THE OLDEST PAINTINGS EVER FOUND ON EARTH WERE NOT MADE BY HUMANS -- RESEARCH [View all]
PAUL PETTITT AND THE CONVERSATION
17 HOURS AGO
Neanderthals were producing non-figurative art tens of millennia before the arrival of Homo sapiens in Europe.
ONE OF THE most hotly debated questions in the history of Neanderthal research has been whether they created art. In the past few years, the consensus has become that they did, sometimes. But, like their relations at either end of the hominoid evolutionary tree, chimpanzees and Homo sapiens, Neanderthals behavior varied culturally from group to group and over time.

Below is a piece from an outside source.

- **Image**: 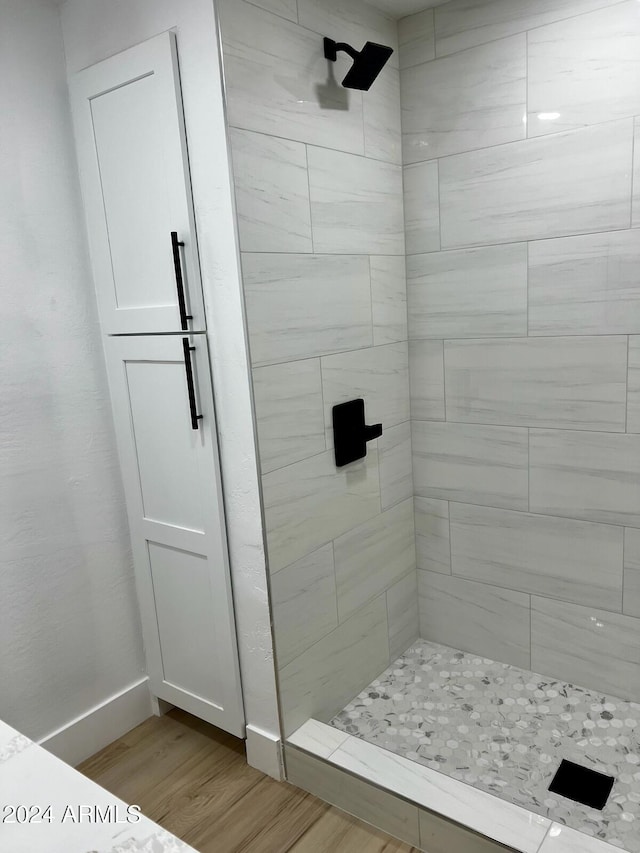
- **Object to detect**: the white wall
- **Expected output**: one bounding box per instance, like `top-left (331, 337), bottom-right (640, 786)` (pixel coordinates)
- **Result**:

Their art was perhaps more abstract than the stereotypical figure and animal cave paintings Homo sapiens made after the Neanderthals disappeared about 30,000 years ago. But archaeologists are beginning to appreciate how creative Neanderthal art was in its own right.
Homo sapiens are thought to have evolved in Africa at least 315,000 years ago. Neanderthal populations in Europe have been traced back at least 400,000 years.
As early as 250,000 years ago, Neanderthals were mixing minerals such as haematite (ochre) and manganese with fluids to make red and black paints presumably to decorate the body and clothing.